Followers

Thursday, October 18, 2018

Hang on, Baby





When my boys were babies, I heard a Christian speaker say that when her kids were small, she had a rule of never being the first to let go when they gave her a hug. She believed that sometimes kids won’t come to their parents and say, “I’m scared”, “Im stressed”, “I need to feel loved”, and other feelings children struggle with sometimes. If you pay close attention, though, you can often read these things by observing their actions.
After hearing this, I made a conscious choice to always parent by that thought. When my toddlers came up and climbed onto my lap, I never had them sit down beside me instead. Sometimes I had all of them sitting on me at once, and sometimes my legs went numb! Still, I made a choice to let them hang on as long as they needed. I also did the “no limit hugging” the speaker suggested. As they got bigger, I never quit practicing this habit, and my boys never quit hugging. Some of their hugs were short and sweet.

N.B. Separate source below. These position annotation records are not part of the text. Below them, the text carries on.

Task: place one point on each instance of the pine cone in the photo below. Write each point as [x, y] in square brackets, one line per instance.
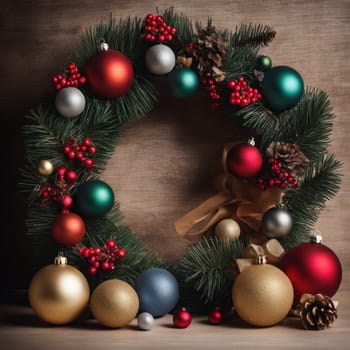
[289, 154]
[317, 312]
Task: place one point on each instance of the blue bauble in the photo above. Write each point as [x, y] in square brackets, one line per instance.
[183, 83]
[94, 198]
[158, 291]
[282, 88]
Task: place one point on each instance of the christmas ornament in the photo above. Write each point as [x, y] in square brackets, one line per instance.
[317, 312]
[244, 160]
[155, 29]
[68, 229]
[81, 152]
[114, 303]
[102, 258]
[182, 318]
[215, 316]
[70, 102]
[276, 222]
[263, 63]
[282, 88]
[145, 321]
[94, 198]
[312, 268]
[72, 77]
[160, 59]
[45, 167]
[183, 83]
[242, 94]
[262, 294]
[158, 291]
[228, 229]
[109, 73]
[59, 293]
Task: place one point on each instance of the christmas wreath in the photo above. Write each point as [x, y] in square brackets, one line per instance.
[270, 189]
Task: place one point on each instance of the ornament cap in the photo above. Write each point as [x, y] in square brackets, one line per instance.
[261, 260]
[316, 237]
[60, 259]
[102, 45]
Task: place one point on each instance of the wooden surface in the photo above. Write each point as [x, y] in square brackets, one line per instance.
[21, 330]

Sometimes the hugs were ambush hugs, where they ran up while my hands were occupied in dishwater or bread dough and gave me a quick on-the-run hug. Many times, though, the hugs were long. Awkwardly long. Those were the hugs I knew they needed most. 

My boys are 22, 20 and 14 now, and the rule still applies. Just a couple of weeks ago, one of my sons was going through a trial that created a lot of stress for him. He stepped up to give me a hug, and I wrapped my arms around his waist as he laid his head on my shoulder. He stayed. He stayed a long time. This boy, who is expected to be a man and who takes pride in handling things himself, needed to know he wasn’t alone. He needed to feel safe, loved and protected. 

I think about those hugs I’ve gotten like that over the years. I feel thankful that my boys know that no matter what they are going through that Mom is right here with them through whatever comes. I love my boys and want them to always think of me as constant, reliable and available. I want them to feel like no matter what, Mom will be there for them.


I don’t know how to fix all my sons’ problems, and I don’t always know how to tell them how to solve them. I do know that no matter what life throws at them, it comforts them to know that someone has their backs. The power in a genuine, heart-felt hug can make everything seem ok, at least for a moment. And knowing that door is always open, and that you can hang on as long as you need, is sometimes enough to get you through another day.